The included Falcon Factory sound library (630MB) includes many wavetables and source samples for the Granular patches, and comprises 458 Programs in 20 categories - arps, basses, chords, pads, polysynths, etc.

There are some awesome patches in there, and Falcon really excels at rich pads and edgy, aggressive tones, and the solid basses are worthy of mention, too. Further highlights include the arpeggios, and the Granular, Sub Drones and Experimental folders, with their many ethereal textures. We do feel that there should be more content included, though.

Falcon includes a $100 UVI Soundbanks voucher, but given UVI's history and Falcon's sample playback capabilities, it surely could have put together a 'highlights' package from its many libraries.

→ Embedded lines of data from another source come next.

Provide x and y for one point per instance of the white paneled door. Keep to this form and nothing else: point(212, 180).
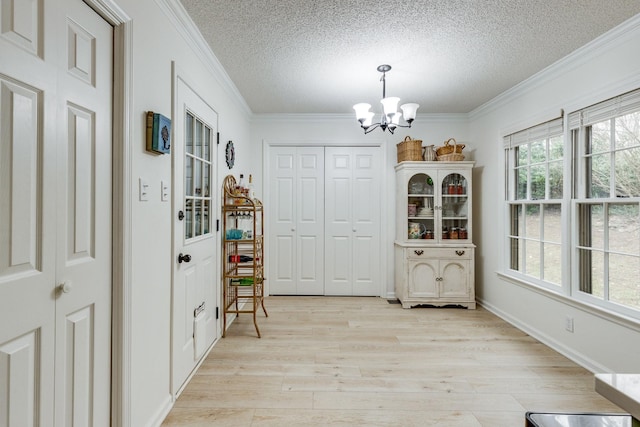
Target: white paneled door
point(296, 254)
point(352, 221)
point(324, 218)
point(195, 294)
point(55, 215)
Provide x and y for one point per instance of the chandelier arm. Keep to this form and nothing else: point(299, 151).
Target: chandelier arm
point(370, 128)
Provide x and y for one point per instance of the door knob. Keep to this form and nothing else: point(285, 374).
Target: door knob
point(65, 287)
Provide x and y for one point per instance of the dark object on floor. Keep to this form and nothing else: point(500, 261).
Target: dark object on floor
point(538, 419)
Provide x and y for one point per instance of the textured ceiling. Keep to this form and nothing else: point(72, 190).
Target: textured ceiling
point(450, 56)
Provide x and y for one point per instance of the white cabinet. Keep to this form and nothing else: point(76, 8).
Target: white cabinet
point(433, 248)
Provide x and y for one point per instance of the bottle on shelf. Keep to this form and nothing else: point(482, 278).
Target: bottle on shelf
point(251, 192)
point(240, 258)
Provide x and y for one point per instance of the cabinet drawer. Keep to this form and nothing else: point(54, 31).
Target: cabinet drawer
point(440, 253)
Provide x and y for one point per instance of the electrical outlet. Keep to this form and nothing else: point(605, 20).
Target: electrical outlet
point(568, 323)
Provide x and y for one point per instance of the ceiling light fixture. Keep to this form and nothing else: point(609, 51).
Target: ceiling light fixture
point(390, 115)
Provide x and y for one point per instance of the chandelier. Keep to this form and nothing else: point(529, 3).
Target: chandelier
point(390, 118)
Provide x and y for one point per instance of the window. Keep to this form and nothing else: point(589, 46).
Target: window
point(606, 139)
point(198, 140)
point(534, 202)
point(596, 207)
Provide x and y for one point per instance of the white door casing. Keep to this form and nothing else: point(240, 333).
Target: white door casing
point(195, 282)
point(55, 250)
point(296, 229)
point(352, 221)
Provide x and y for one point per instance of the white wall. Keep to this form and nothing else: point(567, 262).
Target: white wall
point(345, 130)
point(605, 68)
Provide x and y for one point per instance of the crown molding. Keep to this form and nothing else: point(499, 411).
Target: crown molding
point(309, 117)
point(589, 52)
point(183, 23)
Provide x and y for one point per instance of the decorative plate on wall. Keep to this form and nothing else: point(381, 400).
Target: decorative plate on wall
point(230, 154)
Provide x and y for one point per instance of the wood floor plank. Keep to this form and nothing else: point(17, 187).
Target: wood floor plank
point(360, 361)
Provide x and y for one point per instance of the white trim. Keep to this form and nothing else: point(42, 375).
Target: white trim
point(559, 346)
point(122, 211)
point(585, 54)
point(617, 318)
point(320, 118)
point(183, 23)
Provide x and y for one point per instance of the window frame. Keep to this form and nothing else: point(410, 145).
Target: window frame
point(576, 185)
point(543, 132)
point(580, 125)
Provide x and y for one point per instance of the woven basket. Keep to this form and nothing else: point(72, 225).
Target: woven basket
point(453, 157)
point(449, 149)
point(409, 149)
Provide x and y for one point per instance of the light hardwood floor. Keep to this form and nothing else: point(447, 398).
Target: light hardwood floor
point(353, 361)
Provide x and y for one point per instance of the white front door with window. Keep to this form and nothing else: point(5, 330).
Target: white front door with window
point(55, 219)
point(195, 289)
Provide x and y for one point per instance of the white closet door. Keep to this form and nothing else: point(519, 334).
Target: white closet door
point(55, 215)
point(352, 221)
point(296, 255)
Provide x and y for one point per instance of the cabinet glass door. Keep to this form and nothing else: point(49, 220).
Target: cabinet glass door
point(454, 211)
point(420, 207)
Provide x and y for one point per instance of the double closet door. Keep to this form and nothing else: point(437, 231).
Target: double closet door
point(324, 217)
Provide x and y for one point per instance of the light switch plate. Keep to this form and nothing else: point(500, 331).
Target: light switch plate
point(164, 191)
point(144, 190)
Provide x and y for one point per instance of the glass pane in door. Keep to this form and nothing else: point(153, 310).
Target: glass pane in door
point(454, 207)
point(198, 137)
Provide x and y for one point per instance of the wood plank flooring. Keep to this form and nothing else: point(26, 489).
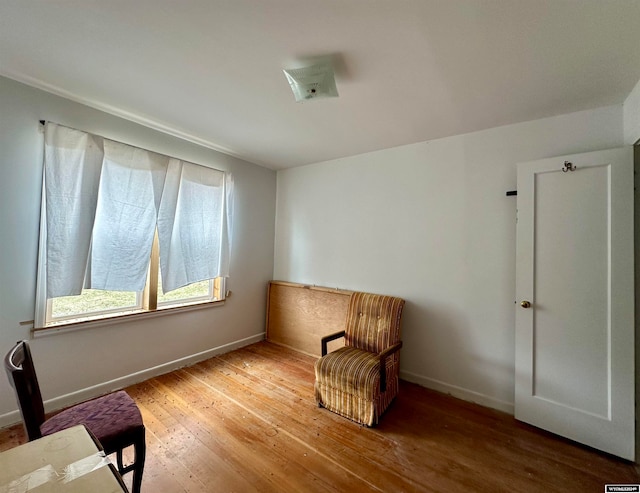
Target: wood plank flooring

That said, existing UVI Soundbank owners will be delighted to get full editing of their favourite libraries right down to the level of individual samples - something previously only possible in MachFive, and not necessarily supported by it for recent Soundbanks.

Overall, Falcon is an ambitious, powerful instrument of a type that certainly doesn'tcome along every day. Two main factors turbocharge its essentially fairly straightforward architecture: the number of simultaneous Oscillators, Keygroups and Layers being limited only by the power of the host CPU; and Effects and Modulators being applicable at the Keygroup, Layer and Program levels, with Events at Layer and Program levels.

The lack of additive synthesis aside (the only type we can think of that isn't included), it has enough flexibility to serve as your primary source for all manner of sounds - although you'll probably need to buy a few UVI Soundbanks to achieve that goal.